她咬着唇,眼眸亮的仿佛夏日的太阳光芒,如梦幻般地道:“哥,一定是花妹妹!她告诉过我会有转机,你们都不信,现在不是有转机了!”
“哥。你和那薛大小姐的婚事这一下只能作罢了!”
韩清元突然想起靖王最后同他谈话时候,不经意间说出的一些话来。
靖王说,难为她总是为他谋划。
“她”是谁?只能是花袭人!
韩清元尚未作出反应。韩母就皱眉开口道:“丽娘,你不要瞎胡说!亲事作罢是要作罢了……”说到这里时候她神色间有些不自在。顿了一顿,继续说道:“但与她又有什么关系!”
“别忘了,她这几个月都是病倒昏迷着的!”
一个人都病的要死了,能有什么作为?只有丽娘这个傻子,才想当然地将巧合当成了她的功劳。
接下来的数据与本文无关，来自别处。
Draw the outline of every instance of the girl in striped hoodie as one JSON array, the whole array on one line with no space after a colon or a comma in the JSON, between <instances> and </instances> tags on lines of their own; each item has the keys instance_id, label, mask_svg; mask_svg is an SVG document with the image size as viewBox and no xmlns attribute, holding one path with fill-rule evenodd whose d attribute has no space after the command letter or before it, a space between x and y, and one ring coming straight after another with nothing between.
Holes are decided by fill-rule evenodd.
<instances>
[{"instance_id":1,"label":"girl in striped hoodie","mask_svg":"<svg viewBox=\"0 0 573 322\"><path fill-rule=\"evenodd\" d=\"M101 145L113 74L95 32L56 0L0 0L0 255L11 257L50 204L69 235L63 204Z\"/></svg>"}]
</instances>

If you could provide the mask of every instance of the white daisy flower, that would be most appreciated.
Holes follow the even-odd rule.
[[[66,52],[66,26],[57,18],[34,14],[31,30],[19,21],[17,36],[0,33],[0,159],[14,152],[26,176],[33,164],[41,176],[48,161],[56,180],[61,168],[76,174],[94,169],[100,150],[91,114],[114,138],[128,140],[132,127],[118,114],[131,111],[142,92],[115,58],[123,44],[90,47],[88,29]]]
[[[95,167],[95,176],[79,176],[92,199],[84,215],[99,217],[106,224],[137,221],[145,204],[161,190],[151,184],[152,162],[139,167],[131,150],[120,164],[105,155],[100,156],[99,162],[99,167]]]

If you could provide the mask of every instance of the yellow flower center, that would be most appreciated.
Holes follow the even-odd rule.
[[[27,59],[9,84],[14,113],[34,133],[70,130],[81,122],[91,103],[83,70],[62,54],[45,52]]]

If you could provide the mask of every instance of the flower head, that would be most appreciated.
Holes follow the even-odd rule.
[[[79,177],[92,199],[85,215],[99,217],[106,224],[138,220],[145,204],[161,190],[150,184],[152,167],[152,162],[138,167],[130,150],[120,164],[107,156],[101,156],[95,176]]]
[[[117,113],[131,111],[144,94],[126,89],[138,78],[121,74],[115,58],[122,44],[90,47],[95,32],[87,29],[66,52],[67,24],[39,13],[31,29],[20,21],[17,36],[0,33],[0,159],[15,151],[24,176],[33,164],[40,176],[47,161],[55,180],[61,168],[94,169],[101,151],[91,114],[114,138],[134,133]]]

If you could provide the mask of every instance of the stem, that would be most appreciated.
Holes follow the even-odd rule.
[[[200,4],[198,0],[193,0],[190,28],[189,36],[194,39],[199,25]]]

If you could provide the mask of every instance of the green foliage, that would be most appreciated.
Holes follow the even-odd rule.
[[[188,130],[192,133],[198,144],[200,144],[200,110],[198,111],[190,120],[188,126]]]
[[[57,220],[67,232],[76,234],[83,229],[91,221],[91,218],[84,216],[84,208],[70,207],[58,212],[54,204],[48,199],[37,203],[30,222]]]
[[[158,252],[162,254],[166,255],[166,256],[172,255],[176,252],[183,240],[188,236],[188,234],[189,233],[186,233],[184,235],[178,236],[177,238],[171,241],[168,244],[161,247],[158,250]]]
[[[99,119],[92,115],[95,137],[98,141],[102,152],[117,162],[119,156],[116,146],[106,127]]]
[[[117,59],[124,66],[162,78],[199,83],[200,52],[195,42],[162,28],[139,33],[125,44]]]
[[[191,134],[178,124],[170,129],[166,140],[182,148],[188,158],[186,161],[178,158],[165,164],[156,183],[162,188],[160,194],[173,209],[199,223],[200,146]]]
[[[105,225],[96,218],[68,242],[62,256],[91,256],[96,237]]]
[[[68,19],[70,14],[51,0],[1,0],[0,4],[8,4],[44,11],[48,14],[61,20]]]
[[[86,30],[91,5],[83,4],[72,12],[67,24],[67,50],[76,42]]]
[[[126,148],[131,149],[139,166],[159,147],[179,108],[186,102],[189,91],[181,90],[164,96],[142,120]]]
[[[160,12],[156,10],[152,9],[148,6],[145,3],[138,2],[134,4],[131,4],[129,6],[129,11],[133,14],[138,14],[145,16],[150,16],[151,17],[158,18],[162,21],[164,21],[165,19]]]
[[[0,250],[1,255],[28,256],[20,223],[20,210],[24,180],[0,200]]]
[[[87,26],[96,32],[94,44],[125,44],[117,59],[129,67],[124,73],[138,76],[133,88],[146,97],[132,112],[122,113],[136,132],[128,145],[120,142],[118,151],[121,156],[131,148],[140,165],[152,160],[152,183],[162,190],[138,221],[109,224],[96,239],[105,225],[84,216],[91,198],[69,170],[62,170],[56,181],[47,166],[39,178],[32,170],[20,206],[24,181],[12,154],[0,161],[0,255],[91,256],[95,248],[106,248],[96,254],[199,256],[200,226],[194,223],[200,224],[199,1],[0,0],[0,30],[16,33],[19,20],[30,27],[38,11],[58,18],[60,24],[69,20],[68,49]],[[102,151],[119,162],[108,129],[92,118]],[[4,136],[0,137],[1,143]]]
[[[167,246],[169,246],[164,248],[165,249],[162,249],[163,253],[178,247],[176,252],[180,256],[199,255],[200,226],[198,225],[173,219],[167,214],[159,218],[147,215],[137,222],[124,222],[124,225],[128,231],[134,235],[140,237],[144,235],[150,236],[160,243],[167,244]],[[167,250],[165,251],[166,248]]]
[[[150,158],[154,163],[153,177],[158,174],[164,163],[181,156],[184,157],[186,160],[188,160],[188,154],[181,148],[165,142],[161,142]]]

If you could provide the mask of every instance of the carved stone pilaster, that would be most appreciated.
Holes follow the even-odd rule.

“她最近倒是醒了,可是连门户都出不来!”韩母心中很清楚世家名门对于外室女的态度。那花袭人在将军府上,不知道过的是什么日子呢!
“难不成真当自己是仙子下凡了!”韩母冷声道。
“花妹妹就算不是仙子下凡,也定然差不了多少!”韩丽娘闻言不服气地道:“娘。你又不是没见过她摆弄花草的手段!那些梅花,她说明日卖,今晚就一定将花开的漂漂亮亮的了!那样的手段,谁能做到!”
“反正我们都做不到!”
韩丽娘本就十分信任花袭人,在听到市井传言之后,更如恍然大悟一般,更是崇拜花袭人了。
然后,花袭人醒来之后没几日,就发生了这样的大事情。
靖王将哥哥找了去,告了御状。虽然挨了几板子,受了些罪,但却告赢了!轻而易举地就打赢了!有现在的结果。哥哥根本就再没出过什么力!
肯定是花袭人跟靖王求了情的!
韩丽娘笃定地这么认为。
韩母还说什么外室女日子难过,要受苦受气受人拿捏……但花袭人却受封成了乡君!一个乡君,吃朝廷俸禄,如何也不会日子难过的!
“哥,你觉得呢?”韩丽娘不想与韩母多说什么,只问韩清元。
韩母就这么被自己女儿给晾在一边,面色僵硬难看。她这阵子同韩丽娘碰撞了许多次,却是拿韩丽娘没有办法。她想回到里屋去给韩父上香去,又不想错过韩清元的看法。留下来就没有走。